Read an op ed commentary by EUDO Citizenship co-director Rainer Bauböck in the Austrian daily Der Standard (in German).

For details of current and past citizenship legislation in Austria, consult our country profile page.

Increase in requests for Irish passports after Brexit

After the decision of the UK to leave the EU, an increasing number of British citizens have applied for Irish citizenship to secure the status of EU citizenship. Compared to the period between January and July 2015, the number of applications for citizenship to the Irish passport office has increased by 11 per cent. Most of the new applicants are residents in Northern Ireland (7,045) and Great Britain (5,719).

According to the 2011 census, 407,000 in the UK are Irish citizens by descent from parents or grandparents born in Northern Ireland or the Republic of Ireland. In some cases, in order to establish their citizenship, they will first need to enter their names on the register of foreign births. But for many people asserting their Irish citizenship which has been dormant is simply a matter of applying for an Irish passport.

Read more in the Sunday Business Post and The Journal, the opinion pieces on the effects of this trend in Irish Times here and here, as well as a recent analysis in Bloomberg.

For more information on the current and past citizenship legislation in Ireland, consult our country profile pages

Brexit results hit Malta’s IIP

Malta’s much debated Individual Investor Programme (IIP), introduced in 2014, has already seen some drawbacks from the recent decision of the citizens of the United Kingdom (UK) that they no longer wish their country to continue being an European Union (EU) Member State. Times of Malta writes that fearing the loss of free movement to the UK, a number of investors has withdrawn their IIP application. At the same time, Brussels-based Politico has noted that UK citizens might be interested in purchasing the passport of Malta, which would enable them to benefit from the rights of European citizenship.

Read more in Times of Malta, and consult our country profile pages for details of the current and past citizenship legislation in Malta. 

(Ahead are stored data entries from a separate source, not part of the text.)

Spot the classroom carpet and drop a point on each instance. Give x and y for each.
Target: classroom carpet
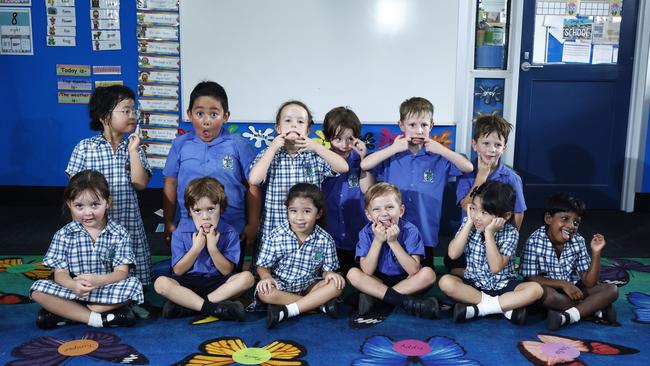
(316, 339)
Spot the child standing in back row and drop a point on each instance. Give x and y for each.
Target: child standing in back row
(122, 162)
(90, 258)
(292, 158)
(420, 167)
(344, 193)
(211, 151)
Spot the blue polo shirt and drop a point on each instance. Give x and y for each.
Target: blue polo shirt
(501, 174)
(345, 206)
(227, 158)
(228, 245)
(409, 237)
(421, 178)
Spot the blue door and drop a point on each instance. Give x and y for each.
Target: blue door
(574, 92)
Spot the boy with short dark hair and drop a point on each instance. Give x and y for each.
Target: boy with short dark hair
(489, 141)
(555, 256)
(420, 167)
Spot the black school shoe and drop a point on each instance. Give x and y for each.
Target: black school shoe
(423, 307)
(556, 319)
(331, 308)
(609, 313)
(171, 310)
(518, 316)
(48, 320)
(229, 310)
(460, 312)
(366, 302)
(120, 317)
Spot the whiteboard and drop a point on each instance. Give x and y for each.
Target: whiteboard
(369, 55)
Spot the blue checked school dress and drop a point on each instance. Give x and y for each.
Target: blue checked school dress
(73, 249)
(97, 154)
(296, 267)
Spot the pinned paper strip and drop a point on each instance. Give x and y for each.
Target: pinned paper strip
(159, 76)
(165, 62)
(157, 90)
(72, 70)
(160, 119)
(73, 98)
(149, 133)
(150, 104)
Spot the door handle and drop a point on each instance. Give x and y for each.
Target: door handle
(525, 66)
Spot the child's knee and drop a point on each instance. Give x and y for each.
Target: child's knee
(354, 275)
(446, 283)
(162, 285)
(428, 275)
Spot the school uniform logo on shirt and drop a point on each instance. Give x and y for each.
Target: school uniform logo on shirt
(227, 162)
(353, 180)
(318, 256)
(428, 176)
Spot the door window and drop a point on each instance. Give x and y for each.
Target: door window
(576, 31)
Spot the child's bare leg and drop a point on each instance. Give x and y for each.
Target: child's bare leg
(524, 294)
(422, 280)
(278, 297)
(234, 286)
(554, 299)
(367, 284)
(183, 296)
(319, 294)
(65, 308)
(102, 308)
(454, 287)
(597, 298)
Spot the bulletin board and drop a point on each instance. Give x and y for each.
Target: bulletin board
(369, 55)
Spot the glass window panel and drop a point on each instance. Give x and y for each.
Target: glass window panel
(577, 32)
(492, 28)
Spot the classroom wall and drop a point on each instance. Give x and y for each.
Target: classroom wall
(39, 134)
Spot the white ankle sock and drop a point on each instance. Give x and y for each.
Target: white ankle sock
(574, 314)
(95, 320)
(488, 305)
(293, 310)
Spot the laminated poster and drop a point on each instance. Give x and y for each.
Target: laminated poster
(157, 5)
(157, 162)
(72, 70)
(157, 32)
(159, 76)
(163, 62)
(166, 48)
(158, 133)
(107, 70)
(73, 97)
(157, 90)
(157, 18)
(104, 83)
(156, 148)
(16, 31)
(73, 84)
(151, 104)
(159, 119)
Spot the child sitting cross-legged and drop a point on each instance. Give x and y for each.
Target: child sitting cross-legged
(489, 241)
(204, 253)
(390, 250)
(297, 261)
(556, 257)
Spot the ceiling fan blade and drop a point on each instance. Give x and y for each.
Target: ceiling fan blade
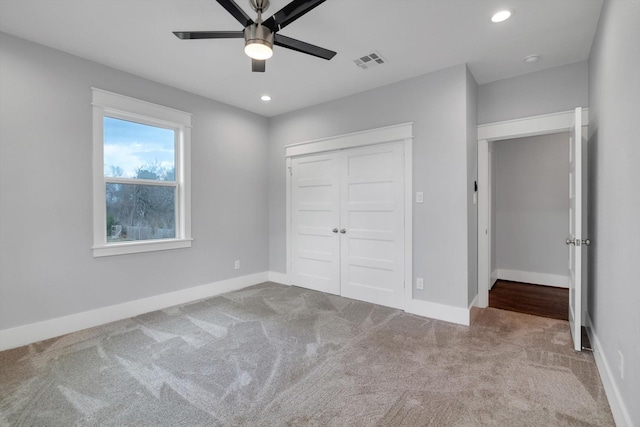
(290, 13)
(236, 11)
(303, 47)
(194, 35)
(258, 66)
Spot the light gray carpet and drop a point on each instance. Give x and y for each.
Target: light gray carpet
(274, 355)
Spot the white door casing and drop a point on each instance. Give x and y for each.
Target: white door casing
(575, 239)
(369, 257)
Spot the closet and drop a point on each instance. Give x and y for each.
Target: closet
(347, 222)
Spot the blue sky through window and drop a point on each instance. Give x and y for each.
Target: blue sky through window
(130, 145)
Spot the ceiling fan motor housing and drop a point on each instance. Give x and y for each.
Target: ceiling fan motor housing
(257, 33)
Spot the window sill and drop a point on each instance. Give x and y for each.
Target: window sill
(138, 247)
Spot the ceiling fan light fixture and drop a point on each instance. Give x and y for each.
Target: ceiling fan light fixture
(258, 42)
(257, 50)
(501, 16)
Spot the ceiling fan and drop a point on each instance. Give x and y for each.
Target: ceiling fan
(260, 36)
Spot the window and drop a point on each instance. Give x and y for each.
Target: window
(141, 174)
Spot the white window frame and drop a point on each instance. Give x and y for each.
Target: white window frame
(111, 104)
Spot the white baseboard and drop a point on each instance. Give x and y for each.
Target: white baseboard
(434, 310)
(620, 413)
(534, 278)
(27, 334)
(276, 277)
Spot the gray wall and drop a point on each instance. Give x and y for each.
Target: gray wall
(614, 197)
(437, 104)
(531, 210)
(549, 91)
(46, 265)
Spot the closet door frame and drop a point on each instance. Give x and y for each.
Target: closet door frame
(401, 132)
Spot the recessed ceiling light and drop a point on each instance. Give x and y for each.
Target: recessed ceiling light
(501, 16)
(531, 59)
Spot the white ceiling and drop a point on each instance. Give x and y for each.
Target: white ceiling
(415, 37)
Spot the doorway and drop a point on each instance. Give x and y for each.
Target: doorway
(529, 221)
(487, 134)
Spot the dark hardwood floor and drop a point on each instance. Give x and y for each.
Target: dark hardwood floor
(543, 301)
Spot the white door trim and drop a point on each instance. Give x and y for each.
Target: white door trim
(401, 132)
(518, 128)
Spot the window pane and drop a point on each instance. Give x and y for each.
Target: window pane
(134, 150)
(140, 212)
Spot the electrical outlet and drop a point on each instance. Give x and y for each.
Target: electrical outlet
(621, 367)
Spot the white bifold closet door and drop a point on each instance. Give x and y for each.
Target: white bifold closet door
(348, 223)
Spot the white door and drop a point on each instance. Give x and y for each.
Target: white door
(372, 225)
(347, 223)
(575, 239)
(315, 217)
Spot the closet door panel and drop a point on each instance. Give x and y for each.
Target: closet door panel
(315, 192)
(372, 216)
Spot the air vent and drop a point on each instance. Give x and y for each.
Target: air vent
(370, 60)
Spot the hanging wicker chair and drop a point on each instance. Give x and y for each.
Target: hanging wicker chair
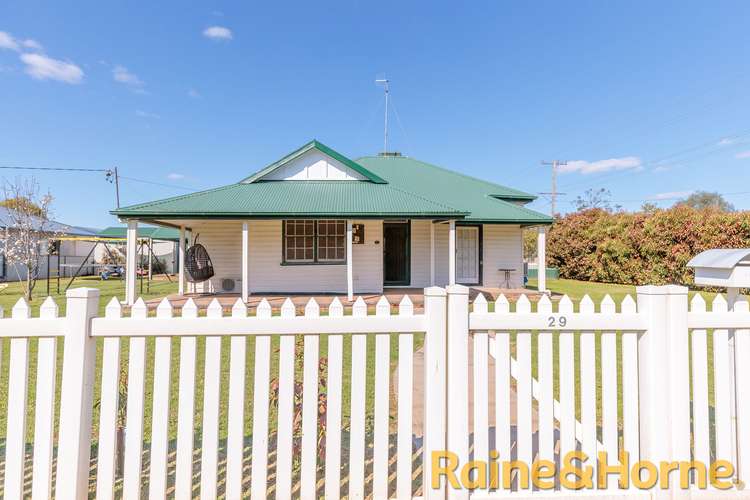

For a discussion of IIP, see our forum debate and Jelena Dzankic’s working paper. For the effects of Brexit on citizenship see our news item.

Romanian Constitutional Court overturns law allowing elected officials with suspended prison sentence to keep office

On 22 June 2016 the Romanian Constitutional Court found that the Law on the status of local elected officials, which allowed elected officials with suspended prison sentence to keep office, was unconstitutional. The Court acted upon a referral from the Romanian president. Initially the President returned the law to the Parliament but the legislative body failed to amend the controversial provisions. According to the Court, allowing convicted elected officials to keep their office brings prejudice to the integrity and responsibility of the public office. The President argued that the law was incompatible with the rule of law principle, undermined public trust and hindered efforts to fight against corruption. According to media reports, 61 mayors received suspended prison sentences last year and Bucharest’s general mayor and six district mayors were arrested under corruption-related charges.

Read more at Euractiv (in Romanian)and Radio Romania International (in English)and check out our country profile pages for details of current and past electoral and citizenship laws in Romania.

Two thirds failed the new Danish citizenship test

Only 31.2 per cent of 2,359 foreign nationals who took the new Danish citizenship test in June passed. The test has been criticised for its heavy emphasis on history, as well as for questions such as which Danish restaurant has 3 Michelin stars and whether society’s rules should prevail over religious beliefs. In order to pass the new test, the applicant is required to answer 32 out of 40 questions (80 per cent). The country’s integration minister Inger Støjberg refused to change the test highlighting that applicants who failed did not study hard enough for the exam.